A number of visitors to the blog had some trouble accepting this supposition, which relates to a specific entry I published last month called "The Time Paradox". In it, I talked about a book of the same name by Philip Zimbardo, professor emeritus of psychology at Stanford University. In a promotional video for his book he tells us that tests given to children showed a clear link years later to which of them were more successful and well-adjusted as they entered adulthood: four-year-olds were offered the choice of a marshmallow right now, or two marshmallows if they were willing to wait for twenty minutes. Those children who jumped at the single marshmallow rather than thinking about the greater future reward coming if they would wait, to use Dr. Zimbardo's words, grew into young adults who were more likely to be "moody, indecisive, and envious". Those who did wait went on as adolescents to score an average of 210 points higher on the Scholastic Aptitude Test and to be much more likely to be rated by independent examiners as "competent" or "attentive", while those who were not able to delay gratification were more likely to be described as "sulky" or "irritable".
As I mentioned in my previous blog about the Time Paradox, the difficulty some people have in accepting these results may be connected to the current popularity of Ekhart Tolle's writing: The Power of Now, he tells us, is better than the ego-based striving for tomorrow and fretting about the past. Sometimes, though, living in the Now is living in a trap of endlessly repeating negative patterns, and that is not the way to make your life better. Who would disagree that "attitude affects outcome"? What psychiatrist would disagree that healing can't really start until it comes from within?
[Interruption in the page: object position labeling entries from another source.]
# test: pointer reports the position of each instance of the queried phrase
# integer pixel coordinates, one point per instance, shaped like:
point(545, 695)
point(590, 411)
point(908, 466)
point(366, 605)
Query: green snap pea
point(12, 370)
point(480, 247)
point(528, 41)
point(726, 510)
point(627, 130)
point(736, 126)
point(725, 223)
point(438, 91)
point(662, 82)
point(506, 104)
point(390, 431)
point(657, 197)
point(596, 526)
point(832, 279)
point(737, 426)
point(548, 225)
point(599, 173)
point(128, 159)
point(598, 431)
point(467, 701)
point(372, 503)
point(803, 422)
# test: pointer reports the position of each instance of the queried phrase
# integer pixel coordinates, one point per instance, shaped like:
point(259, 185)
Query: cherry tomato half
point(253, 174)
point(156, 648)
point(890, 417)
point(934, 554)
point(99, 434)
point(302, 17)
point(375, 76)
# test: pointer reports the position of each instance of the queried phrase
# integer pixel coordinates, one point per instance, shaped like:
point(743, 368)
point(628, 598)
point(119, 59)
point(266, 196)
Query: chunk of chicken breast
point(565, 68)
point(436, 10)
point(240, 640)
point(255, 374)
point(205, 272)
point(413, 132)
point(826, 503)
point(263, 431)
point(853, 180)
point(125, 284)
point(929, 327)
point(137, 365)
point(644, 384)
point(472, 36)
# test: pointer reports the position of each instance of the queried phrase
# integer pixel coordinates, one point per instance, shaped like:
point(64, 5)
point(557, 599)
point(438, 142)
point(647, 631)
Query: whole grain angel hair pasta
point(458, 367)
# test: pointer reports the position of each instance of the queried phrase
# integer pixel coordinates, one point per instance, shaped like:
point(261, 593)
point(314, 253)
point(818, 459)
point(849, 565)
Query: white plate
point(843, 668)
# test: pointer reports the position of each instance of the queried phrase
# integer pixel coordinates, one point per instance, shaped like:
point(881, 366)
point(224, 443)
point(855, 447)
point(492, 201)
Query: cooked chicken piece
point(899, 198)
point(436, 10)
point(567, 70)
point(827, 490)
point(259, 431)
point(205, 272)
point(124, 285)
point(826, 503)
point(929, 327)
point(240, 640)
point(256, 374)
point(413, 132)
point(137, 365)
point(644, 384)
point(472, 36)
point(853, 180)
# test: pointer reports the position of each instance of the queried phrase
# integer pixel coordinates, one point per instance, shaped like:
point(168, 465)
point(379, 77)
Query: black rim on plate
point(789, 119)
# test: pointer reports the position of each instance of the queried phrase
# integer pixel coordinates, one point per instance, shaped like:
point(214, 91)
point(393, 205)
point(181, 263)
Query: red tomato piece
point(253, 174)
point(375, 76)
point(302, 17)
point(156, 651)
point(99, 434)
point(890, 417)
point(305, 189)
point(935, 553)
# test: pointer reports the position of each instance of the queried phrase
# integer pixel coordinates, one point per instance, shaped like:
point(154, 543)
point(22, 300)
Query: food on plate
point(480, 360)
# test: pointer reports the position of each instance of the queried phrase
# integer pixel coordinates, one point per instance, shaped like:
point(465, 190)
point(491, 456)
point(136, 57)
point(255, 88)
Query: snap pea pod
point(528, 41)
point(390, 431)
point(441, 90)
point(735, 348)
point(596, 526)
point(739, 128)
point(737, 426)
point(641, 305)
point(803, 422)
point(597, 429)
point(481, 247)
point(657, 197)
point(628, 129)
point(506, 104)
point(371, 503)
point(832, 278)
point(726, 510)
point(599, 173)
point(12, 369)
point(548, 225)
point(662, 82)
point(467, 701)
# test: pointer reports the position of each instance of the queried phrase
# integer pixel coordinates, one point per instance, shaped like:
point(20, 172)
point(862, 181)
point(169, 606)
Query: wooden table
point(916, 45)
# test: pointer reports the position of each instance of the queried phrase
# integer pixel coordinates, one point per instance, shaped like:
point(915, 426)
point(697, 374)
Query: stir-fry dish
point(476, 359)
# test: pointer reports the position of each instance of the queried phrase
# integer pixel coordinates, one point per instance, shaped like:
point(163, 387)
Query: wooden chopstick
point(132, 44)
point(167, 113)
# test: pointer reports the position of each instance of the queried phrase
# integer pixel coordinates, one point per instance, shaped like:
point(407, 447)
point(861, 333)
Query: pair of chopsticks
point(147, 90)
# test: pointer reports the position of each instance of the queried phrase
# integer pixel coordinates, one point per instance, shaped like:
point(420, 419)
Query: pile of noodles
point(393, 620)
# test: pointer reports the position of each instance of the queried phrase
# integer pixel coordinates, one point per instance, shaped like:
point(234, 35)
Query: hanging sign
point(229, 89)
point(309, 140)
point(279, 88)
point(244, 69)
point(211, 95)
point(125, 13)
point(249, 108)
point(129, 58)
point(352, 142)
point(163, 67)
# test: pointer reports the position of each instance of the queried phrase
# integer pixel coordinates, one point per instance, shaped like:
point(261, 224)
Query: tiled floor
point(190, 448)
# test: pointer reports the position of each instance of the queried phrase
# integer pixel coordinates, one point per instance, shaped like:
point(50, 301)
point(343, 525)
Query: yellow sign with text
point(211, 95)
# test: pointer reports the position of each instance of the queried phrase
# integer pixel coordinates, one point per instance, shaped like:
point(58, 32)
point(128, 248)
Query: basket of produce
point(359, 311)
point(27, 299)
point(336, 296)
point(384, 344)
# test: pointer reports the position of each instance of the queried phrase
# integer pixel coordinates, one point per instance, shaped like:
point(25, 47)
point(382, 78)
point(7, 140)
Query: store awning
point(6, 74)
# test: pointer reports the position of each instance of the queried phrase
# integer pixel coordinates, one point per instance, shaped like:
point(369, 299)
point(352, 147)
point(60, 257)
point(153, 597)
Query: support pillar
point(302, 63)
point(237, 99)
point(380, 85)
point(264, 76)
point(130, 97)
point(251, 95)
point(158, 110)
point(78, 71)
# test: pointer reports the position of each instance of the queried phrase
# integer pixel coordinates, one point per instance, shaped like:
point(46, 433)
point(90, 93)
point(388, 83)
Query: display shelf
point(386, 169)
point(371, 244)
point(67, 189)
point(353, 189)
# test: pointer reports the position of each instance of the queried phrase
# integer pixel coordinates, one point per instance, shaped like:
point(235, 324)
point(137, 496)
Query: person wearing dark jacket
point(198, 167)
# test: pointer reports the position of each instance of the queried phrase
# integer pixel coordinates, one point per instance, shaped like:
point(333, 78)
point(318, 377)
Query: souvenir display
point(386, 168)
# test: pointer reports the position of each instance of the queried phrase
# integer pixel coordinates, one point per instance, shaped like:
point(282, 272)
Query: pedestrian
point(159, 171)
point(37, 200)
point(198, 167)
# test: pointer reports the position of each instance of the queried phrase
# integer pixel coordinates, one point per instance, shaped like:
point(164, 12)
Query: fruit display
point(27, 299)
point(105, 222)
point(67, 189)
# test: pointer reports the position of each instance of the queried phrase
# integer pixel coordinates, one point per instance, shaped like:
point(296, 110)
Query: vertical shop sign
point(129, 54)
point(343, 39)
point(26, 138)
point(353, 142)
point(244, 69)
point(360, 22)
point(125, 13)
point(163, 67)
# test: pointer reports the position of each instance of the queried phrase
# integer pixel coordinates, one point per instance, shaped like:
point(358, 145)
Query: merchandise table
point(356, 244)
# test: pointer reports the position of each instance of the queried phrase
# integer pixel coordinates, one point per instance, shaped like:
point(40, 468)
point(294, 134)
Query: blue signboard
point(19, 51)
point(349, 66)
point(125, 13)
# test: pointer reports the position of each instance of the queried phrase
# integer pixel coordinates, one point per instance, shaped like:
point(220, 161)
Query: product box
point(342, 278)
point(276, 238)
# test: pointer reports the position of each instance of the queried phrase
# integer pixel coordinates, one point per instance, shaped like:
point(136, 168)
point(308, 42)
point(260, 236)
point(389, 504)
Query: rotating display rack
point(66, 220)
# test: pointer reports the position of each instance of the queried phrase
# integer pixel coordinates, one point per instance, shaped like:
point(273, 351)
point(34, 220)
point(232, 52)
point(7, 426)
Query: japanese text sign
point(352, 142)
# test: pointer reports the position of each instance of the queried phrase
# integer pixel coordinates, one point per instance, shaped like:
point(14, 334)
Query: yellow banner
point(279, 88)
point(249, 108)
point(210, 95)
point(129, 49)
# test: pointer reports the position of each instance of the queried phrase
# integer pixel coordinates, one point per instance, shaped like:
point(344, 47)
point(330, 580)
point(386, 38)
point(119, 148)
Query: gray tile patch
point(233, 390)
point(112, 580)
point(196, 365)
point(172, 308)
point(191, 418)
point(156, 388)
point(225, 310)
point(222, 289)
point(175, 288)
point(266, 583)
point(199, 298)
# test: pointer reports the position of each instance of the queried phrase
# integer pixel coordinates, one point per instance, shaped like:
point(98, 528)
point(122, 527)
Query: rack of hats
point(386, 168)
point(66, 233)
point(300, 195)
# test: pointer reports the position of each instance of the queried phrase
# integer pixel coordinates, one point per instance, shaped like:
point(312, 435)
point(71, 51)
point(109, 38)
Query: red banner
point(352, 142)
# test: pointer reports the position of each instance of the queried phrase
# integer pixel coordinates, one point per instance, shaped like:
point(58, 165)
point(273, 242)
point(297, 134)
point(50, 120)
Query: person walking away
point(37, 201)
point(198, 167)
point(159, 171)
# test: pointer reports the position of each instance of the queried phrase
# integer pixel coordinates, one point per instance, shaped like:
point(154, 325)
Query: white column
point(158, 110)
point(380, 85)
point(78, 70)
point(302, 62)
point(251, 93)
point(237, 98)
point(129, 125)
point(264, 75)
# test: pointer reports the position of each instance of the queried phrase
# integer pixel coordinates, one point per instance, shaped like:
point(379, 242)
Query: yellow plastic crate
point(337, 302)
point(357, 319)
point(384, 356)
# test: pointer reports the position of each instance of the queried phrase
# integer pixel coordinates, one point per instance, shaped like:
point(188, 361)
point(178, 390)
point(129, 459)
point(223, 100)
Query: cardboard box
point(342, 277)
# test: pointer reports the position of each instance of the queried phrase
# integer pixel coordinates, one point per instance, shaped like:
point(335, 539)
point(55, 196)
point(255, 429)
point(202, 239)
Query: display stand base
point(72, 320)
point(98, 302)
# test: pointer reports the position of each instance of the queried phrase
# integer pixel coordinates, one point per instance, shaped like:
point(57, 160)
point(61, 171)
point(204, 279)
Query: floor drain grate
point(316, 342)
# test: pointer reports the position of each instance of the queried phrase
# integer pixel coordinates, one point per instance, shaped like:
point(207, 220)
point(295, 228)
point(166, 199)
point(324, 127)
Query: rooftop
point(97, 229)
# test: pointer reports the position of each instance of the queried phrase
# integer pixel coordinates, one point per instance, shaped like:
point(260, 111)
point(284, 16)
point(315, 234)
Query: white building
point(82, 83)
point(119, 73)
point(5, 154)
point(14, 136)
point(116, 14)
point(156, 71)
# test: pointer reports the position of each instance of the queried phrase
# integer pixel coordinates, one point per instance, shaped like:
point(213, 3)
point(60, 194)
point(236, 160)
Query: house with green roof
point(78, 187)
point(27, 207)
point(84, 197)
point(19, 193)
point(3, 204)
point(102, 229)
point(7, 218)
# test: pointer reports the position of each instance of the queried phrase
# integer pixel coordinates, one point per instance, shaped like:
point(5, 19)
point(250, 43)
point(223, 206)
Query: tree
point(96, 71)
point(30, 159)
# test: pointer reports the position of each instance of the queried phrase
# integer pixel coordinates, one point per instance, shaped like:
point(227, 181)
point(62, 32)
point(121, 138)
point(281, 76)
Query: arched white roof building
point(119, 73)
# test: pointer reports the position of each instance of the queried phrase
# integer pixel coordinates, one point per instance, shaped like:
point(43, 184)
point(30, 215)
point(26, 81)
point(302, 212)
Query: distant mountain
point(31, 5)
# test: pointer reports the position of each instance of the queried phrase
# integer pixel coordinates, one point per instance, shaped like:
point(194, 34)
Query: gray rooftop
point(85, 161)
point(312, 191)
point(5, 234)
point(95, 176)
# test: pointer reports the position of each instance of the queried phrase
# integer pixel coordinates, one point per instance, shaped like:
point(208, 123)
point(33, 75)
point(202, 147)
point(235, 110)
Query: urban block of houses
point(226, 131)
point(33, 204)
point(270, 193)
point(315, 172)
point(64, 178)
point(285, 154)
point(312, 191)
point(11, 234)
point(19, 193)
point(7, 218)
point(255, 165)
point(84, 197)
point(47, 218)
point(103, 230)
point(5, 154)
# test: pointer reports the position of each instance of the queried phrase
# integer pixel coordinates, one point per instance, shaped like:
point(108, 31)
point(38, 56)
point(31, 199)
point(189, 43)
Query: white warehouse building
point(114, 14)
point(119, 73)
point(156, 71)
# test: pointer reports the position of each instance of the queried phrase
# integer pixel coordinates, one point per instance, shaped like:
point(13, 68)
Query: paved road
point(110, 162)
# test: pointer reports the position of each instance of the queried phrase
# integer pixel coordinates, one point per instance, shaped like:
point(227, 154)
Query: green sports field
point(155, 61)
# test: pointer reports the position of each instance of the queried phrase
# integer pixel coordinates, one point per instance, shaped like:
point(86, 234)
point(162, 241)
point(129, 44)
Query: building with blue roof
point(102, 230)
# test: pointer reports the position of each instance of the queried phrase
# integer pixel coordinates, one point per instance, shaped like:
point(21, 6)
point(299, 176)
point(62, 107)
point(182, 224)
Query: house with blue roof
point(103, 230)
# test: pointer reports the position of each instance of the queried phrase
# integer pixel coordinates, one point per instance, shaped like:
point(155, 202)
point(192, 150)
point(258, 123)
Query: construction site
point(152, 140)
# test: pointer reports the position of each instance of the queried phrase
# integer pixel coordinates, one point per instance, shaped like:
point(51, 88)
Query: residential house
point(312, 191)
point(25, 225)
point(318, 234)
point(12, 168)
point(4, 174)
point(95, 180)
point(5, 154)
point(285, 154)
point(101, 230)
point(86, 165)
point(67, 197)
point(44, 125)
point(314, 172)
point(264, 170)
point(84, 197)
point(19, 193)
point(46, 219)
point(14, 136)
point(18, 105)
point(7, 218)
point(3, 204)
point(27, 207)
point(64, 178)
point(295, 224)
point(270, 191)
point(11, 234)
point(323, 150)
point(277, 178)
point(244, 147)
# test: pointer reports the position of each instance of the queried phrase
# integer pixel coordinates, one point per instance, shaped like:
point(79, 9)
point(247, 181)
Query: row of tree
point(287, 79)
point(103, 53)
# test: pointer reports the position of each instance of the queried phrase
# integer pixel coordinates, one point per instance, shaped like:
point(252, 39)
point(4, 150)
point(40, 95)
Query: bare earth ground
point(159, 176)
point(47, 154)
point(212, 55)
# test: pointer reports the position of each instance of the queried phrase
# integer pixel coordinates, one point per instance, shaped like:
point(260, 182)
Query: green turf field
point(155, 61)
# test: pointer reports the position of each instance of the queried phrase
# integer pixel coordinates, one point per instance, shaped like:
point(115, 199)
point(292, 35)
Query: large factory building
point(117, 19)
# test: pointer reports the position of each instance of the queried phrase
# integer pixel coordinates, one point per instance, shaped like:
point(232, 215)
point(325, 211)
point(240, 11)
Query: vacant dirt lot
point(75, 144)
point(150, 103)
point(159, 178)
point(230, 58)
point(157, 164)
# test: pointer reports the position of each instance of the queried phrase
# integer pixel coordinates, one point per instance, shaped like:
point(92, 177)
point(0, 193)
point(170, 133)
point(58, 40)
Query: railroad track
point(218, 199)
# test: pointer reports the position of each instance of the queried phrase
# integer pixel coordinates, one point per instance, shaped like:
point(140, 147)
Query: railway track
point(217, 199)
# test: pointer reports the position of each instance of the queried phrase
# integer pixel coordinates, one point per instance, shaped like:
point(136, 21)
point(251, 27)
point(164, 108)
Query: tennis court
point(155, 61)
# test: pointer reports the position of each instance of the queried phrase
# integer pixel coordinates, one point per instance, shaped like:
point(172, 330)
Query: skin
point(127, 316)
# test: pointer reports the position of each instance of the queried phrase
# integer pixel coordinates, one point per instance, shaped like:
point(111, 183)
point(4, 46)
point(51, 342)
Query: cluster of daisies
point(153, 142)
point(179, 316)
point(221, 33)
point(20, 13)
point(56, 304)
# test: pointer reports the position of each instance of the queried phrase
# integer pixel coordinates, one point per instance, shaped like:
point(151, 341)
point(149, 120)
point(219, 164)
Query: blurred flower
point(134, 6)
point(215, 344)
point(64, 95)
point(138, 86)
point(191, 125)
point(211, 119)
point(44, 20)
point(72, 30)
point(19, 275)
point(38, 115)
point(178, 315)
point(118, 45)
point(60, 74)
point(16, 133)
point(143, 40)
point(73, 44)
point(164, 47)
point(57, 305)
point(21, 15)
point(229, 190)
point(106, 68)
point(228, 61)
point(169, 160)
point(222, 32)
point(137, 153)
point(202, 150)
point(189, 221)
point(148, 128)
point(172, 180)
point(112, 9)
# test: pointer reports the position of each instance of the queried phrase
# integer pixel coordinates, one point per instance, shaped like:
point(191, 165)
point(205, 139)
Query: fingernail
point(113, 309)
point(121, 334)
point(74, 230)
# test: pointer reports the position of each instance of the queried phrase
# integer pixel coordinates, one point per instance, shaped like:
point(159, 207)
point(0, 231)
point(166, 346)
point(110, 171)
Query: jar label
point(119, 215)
What entrepeneur would disagree that "the eye of the tiger" is how you get to the future version of yourself that you hold as your heart's desire? What athlete would disagree with the power of positive visualization techniques? What health care provider has not seen people who lose their interest in tomorrow, their will to carry on, and death follows?
All of these are related to the processes of engaging not just in the "now", but in the branching future paths that exist as potential for each of us. In The Placebo Effect I talked about the surprising results of medical studies showing how difficult it can be to test new drugs when patients given placebos will also do better because of their assumption that they are being given some new treatment. In Changing Your Genes Part 2 I talked about the amazing new science of epigenetics, which proves that people can actually change their own gene expression through changes in lifestyle and attitude. And in Creativity and the Quantum Universe, I talked about how this "engaging in the future paths" concept has been proved to be basic to our universe and to the basic structures of all living things.
And where are all these future paths that hold this amazing promise, these powerful tools that people around the world are using to moving beyond a "now" that is not to their liking and to a possible "then" that exists within their set of all possible future states? According to my way of visualizing, this is all within the fifth dimension, within a probability space that connects to Everett's Many Worlds and the hidden patterns of the universe, and which each of us are navigating within one planck after another right at this very "now".
Welcome to a better future you. And enjoy the journey!